Leslie Evans, who was in charge of Edinburgh’s theatres, was appointed by First Minister Nicola Sturgeon to replace the controversial Sir Peter Housden, who steps down as Permanent Secretary at the end of next month.

Ms Evans, 56, has been in the civil service since 2000 and is currently the Scottish Government’s director-general learning and justice.

Before joining the civil service, she worked for 20 years in local government in Scotland and England, and served as head of arts and entertainment and assistant director of recreation in Edinburgh, responsible for the Capital’s theatres.

Born in Northern Ireland, she moved to Scotland in 1985 and is married with one son.

She worked for the city council twice, between 1985 and 1987, then from 1989 to 2000.

Within the government, she has also been director of culture, external affairs and tourism and director-general of education.
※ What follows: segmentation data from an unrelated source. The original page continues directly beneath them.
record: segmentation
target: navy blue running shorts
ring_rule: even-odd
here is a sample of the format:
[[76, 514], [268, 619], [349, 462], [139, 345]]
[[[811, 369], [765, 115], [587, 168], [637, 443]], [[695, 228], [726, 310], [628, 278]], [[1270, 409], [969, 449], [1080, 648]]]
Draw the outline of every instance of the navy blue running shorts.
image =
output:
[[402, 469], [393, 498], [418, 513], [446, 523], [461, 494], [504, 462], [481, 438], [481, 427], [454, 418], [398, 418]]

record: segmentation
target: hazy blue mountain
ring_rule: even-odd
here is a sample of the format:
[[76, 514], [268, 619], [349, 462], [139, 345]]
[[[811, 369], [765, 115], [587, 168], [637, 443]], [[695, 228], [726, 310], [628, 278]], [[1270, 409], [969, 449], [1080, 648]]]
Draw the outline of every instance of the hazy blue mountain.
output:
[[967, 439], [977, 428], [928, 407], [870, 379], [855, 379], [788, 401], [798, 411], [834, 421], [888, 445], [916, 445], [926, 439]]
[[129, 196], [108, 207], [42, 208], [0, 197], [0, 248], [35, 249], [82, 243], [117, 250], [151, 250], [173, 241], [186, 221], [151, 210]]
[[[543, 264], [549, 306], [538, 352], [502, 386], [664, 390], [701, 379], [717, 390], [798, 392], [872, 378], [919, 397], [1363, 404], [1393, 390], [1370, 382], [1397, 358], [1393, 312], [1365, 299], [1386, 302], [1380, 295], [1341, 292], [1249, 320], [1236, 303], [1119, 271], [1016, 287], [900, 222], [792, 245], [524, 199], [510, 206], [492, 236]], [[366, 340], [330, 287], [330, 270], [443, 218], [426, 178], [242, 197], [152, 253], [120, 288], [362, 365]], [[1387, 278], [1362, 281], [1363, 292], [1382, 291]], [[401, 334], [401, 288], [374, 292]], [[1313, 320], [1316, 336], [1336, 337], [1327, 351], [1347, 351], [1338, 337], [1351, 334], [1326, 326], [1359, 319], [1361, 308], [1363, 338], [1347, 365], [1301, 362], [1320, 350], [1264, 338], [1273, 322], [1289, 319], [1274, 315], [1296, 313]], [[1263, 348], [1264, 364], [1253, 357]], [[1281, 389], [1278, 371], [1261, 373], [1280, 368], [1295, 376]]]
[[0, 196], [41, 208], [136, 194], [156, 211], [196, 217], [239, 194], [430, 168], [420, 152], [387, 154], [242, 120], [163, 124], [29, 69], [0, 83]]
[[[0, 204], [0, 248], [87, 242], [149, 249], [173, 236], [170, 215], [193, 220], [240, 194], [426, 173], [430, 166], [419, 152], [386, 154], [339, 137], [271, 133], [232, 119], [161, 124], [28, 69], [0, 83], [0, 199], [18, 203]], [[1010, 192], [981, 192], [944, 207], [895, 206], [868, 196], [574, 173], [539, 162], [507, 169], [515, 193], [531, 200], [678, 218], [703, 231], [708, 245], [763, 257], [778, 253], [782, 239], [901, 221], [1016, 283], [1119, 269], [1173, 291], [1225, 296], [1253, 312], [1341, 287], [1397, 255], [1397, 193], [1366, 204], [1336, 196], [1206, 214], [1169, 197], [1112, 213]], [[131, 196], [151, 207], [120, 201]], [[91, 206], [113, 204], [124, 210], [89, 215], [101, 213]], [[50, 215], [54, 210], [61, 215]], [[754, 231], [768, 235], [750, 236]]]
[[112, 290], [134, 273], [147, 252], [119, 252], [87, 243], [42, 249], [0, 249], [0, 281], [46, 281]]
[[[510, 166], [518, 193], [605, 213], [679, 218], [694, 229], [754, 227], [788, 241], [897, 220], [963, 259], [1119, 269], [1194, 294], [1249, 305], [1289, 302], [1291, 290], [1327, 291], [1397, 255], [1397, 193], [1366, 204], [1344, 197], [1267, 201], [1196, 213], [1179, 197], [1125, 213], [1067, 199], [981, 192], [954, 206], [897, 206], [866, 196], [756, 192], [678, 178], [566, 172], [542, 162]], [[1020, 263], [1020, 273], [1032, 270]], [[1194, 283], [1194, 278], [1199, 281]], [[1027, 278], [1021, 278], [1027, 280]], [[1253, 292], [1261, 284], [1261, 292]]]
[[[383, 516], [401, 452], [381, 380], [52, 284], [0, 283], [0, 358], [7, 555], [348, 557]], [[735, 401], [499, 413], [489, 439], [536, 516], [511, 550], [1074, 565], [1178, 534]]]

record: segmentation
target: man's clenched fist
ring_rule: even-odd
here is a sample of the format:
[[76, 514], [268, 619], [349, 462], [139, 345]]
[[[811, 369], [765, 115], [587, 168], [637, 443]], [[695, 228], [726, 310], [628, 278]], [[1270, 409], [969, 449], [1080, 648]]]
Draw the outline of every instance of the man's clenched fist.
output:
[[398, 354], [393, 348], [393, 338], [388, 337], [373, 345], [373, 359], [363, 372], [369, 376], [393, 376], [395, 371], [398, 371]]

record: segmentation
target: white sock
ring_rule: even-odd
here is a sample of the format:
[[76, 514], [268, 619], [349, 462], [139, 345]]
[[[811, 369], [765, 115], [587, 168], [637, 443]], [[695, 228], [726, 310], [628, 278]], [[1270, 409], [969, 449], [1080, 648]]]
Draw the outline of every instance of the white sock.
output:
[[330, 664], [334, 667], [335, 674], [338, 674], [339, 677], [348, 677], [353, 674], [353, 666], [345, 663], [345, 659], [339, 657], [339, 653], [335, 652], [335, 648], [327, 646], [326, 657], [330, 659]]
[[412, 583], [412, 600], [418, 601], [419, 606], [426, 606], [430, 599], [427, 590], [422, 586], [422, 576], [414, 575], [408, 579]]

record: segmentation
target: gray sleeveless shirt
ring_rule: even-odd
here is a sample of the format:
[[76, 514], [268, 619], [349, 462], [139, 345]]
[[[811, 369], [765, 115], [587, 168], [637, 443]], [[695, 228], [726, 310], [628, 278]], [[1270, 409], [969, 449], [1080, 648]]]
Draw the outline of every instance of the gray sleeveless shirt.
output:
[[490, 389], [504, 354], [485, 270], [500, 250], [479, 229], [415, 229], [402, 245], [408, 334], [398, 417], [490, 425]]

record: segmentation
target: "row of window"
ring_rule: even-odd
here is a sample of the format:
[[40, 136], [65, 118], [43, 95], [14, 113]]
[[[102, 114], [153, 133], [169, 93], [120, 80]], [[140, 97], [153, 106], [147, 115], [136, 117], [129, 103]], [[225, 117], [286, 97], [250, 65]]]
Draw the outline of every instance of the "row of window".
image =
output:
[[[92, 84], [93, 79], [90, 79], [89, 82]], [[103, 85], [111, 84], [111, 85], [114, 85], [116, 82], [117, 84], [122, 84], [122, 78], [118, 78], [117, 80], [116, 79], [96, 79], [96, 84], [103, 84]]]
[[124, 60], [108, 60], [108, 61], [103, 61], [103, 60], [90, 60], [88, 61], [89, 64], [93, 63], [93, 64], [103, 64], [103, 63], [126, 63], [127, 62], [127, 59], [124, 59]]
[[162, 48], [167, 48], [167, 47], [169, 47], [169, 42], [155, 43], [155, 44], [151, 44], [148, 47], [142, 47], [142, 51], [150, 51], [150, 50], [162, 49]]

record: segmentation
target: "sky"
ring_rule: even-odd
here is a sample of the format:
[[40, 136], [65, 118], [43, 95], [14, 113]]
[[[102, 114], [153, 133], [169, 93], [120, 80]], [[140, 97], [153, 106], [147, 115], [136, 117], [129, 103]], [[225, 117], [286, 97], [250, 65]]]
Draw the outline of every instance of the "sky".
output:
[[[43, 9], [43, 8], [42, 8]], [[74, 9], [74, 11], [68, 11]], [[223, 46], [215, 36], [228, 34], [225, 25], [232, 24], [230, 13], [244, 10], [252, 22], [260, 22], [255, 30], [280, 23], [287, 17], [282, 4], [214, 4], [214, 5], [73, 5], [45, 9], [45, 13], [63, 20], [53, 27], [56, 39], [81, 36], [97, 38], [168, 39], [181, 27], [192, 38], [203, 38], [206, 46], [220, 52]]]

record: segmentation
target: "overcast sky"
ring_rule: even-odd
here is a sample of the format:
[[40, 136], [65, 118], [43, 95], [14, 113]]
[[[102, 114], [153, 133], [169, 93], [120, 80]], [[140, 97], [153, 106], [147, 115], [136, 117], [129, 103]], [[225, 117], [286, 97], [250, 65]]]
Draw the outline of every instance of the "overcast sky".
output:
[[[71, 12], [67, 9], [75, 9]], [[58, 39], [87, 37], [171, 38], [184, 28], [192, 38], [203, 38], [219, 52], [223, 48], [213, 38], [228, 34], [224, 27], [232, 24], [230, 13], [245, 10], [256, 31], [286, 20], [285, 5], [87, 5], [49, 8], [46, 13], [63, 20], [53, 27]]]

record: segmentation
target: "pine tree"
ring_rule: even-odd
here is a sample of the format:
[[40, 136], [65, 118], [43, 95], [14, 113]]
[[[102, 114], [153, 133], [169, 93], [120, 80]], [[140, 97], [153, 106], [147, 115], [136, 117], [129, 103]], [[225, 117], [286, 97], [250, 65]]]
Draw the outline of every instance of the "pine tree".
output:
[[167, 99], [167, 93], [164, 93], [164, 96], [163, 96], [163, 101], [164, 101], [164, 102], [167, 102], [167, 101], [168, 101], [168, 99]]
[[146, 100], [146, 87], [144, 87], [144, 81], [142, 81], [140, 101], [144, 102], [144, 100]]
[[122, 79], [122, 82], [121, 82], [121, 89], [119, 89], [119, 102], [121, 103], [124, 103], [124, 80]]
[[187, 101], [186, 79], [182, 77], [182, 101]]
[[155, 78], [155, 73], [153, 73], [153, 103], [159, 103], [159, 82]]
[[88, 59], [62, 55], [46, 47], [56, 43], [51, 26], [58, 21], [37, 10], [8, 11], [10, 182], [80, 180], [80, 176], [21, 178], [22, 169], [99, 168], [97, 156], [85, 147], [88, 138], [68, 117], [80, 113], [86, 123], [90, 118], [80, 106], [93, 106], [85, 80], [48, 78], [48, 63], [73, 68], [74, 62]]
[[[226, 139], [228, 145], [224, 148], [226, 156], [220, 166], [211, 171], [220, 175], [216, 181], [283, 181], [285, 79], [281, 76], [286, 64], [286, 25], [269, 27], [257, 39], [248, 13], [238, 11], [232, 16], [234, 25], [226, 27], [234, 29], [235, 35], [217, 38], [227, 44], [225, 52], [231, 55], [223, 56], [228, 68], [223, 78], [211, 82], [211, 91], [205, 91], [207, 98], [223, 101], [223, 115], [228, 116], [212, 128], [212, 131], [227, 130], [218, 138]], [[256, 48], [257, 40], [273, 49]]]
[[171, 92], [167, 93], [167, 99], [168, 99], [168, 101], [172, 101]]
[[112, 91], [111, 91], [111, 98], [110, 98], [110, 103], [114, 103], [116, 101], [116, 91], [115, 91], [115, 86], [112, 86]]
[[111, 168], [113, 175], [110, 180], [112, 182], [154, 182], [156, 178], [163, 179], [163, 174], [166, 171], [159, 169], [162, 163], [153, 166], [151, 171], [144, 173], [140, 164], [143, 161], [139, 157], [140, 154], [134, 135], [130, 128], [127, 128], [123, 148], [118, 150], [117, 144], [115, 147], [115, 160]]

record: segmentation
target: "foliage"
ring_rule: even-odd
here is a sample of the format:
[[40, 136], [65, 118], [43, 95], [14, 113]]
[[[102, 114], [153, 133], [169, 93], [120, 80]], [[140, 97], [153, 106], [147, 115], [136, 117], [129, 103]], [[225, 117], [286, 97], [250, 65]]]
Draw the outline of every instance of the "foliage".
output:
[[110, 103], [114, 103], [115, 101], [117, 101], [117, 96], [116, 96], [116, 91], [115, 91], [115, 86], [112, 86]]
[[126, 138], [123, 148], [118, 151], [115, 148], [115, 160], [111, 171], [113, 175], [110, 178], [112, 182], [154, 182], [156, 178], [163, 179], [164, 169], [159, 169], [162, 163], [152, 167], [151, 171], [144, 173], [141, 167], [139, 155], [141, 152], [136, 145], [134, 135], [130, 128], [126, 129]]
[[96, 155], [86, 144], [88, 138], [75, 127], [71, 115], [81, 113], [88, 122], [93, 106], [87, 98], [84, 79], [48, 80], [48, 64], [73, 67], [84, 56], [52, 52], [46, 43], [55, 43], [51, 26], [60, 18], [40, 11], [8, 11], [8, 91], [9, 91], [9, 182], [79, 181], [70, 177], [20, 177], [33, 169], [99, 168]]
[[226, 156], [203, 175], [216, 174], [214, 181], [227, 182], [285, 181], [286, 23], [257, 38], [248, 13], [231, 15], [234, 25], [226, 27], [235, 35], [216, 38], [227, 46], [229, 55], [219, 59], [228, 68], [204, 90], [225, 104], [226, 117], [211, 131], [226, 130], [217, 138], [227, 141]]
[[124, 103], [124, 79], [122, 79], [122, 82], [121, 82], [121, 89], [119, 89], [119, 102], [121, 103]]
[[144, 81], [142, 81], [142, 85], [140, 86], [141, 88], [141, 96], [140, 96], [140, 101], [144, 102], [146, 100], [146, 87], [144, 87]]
In her new role she will be responsible for around 5000 civil servants.

Ms Sturgeon said: “As the new Permanent Secretary to the Scottish Government, Leslie brings a vast amount of experience from across the public sector to the role.

“I look forward to working with Leslie in her new role as Scotland’s most senior civil servant, to deliver outstanding public services and the very best for the people of Scotland.”

Sir Peter announced in January that he would step down in June after five years in post. Ms Evans will take up her new job on July 1.

Sir Peter was accused of “going native” after he wrote in a blog circulated to staff about how the independence referendum debate had left “the status quo . . . lost in the mists of time”.

Opposition politicians lodged official complaints and Liberal Democrat Tavish Scott accused him of “rapidly becoming the chief cheerleader” for independence. But he was cleared of any breach of the civil service code.

Ms Evans said: “It is a privilege for me to undertake this role, following Sir Peter, who is leaving the organisation in such good heart.

“I’m very much looking forward to working closely with my civil service colleagues, our partners in the public, third and private sectors, and the UK government, to meet the challenges and realise the opportunities that lie ahead for Scotland.”

Sir Peter said: “Leslie Evans is an outstanding public servant whose leadership, experience and impact on Scotland and the UK is widely recognised.”